In running as with creativity, consistency is key, even when the results aren’t obvious.

Kellie Magnus
2 min readApr 9, 2022

This story was supposed to write itself.

When I added a daily mile to lessen the anxiety of this writing challenge, I half-hoped to get a good story out of it.

I haven’t run regularly in a while. Running daily was supposed to bring me back to my former — checks notes — glory? In my logic-free daydreams, my times would fall dramatically. By day 30, I’d be streaking through the mile like Natoya Goule: a running testimony to the value of consistency.

That didn’t happen.

For 27 days my mile time has stubbornly hovered above 10:00. (I am publicly discussing crappy times. This is growth.) This is better than the shocking 12:00 I recorded on day one. And yes, I have yet to figure out my watch. But 10:00+ times have been a daily disappointment. Until today, day 28, when I ran — checks watch — 12:00.
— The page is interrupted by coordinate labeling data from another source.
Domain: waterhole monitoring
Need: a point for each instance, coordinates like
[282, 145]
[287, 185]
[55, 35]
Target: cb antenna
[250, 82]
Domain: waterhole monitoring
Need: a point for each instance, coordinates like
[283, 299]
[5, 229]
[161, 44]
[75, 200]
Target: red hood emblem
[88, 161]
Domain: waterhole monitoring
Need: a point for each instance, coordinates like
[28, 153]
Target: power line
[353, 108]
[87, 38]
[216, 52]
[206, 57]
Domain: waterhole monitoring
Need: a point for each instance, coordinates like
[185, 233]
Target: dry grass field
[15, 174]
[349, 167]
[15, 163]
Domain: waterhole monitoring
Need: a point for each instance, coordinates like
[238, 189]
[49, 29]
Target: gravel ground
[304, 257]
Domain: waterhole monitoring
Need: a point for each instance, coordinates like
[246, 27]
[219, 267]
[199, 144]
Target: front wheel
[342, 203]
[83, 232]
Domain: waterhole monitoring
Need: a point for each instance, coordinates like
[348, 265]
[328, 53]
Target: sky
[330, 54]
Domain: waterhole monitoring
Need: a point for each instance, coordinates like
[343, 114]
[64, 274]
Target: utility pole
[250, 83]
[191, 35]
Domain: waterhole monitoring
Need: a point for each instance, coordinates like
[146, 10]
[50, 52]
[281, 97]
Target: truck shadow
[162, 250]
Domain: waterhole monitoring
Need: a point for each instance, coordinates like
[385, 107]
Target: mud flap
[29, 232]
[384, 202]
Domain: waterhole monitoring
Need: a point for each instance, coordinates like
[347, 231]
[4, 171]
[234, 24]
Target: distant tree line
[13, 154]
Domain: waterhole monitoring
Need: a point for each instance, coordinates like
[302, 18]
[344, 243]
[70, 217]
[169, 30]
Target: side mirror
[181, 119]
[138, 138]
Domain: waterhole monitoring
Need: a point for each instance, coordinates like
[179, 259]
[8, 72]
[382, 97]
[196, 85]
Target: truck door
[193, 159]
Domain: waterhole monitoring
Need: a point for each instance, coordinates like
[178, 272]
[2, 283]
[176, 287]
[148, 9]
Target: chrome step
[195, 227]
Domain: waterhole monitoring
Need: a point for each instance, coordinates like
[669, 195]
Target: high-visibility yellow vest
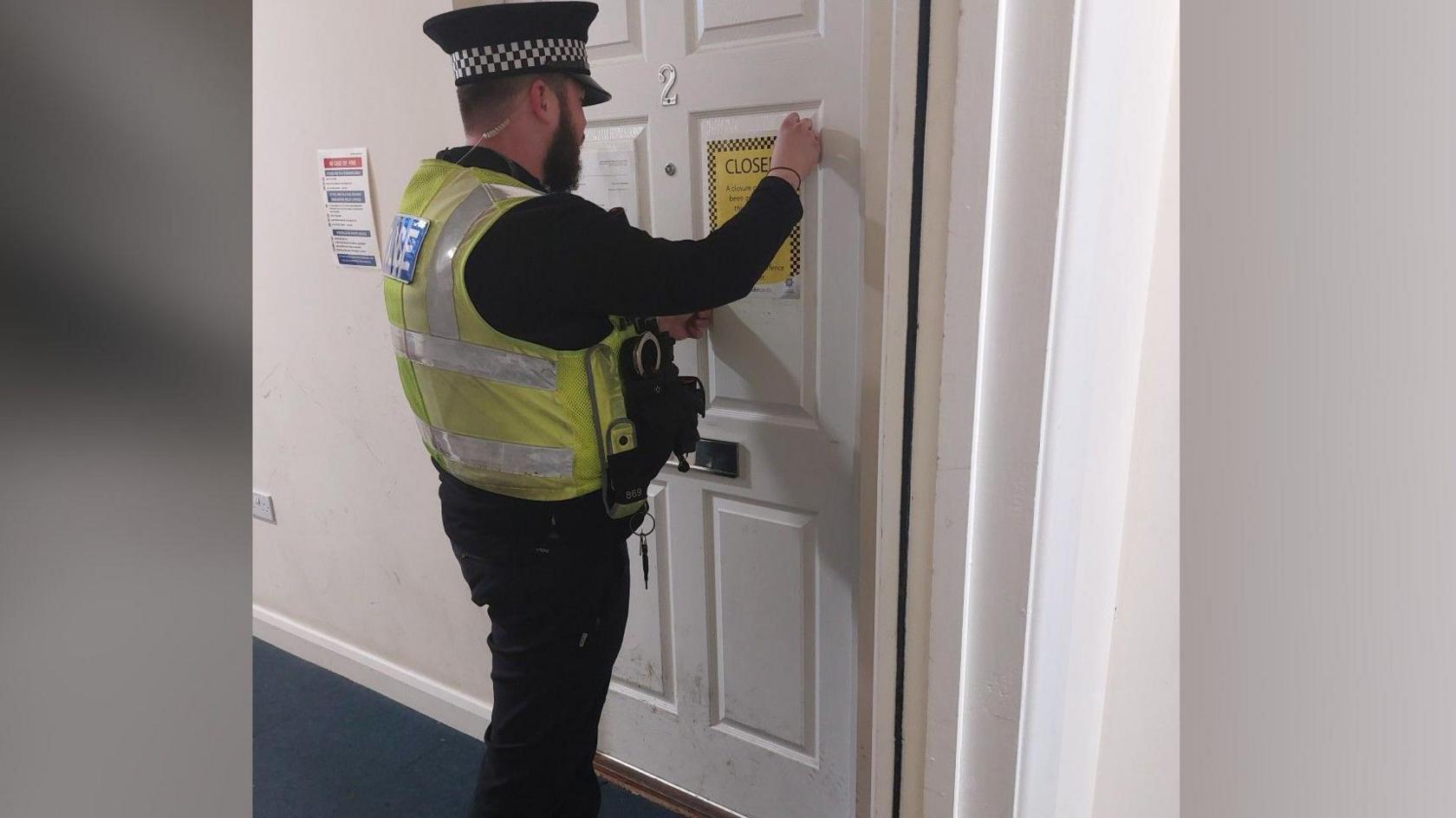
[500, 413]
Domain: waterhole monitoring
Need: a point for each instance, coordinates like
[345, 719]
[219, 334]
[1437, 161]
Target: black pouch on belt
[663, 408]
Back to the starting line.

The progress has been similarly missing on the page. The writing hasn’t become easier. It hasn’t become faster. I still have the wild panic of not doing well enough. And I’m haunted by the memory of how easily I used to crank out 400-word stories.

And yet I’ve kept showing up. To the runs and to the page. The circumstances that have kept me from both writing and running haven’t changed and yet I’ve found a way to do both for 28 days.

Consistency has strengthened my hustle muscle. That drive that blows through obligations, excuses, distractions, disappointments, and the ghosts of past accomplishments and makes me show up for myself. Daily. Its strength is measured in the effort not the results.

And when it comes to creativity, that’s the only measure that matters.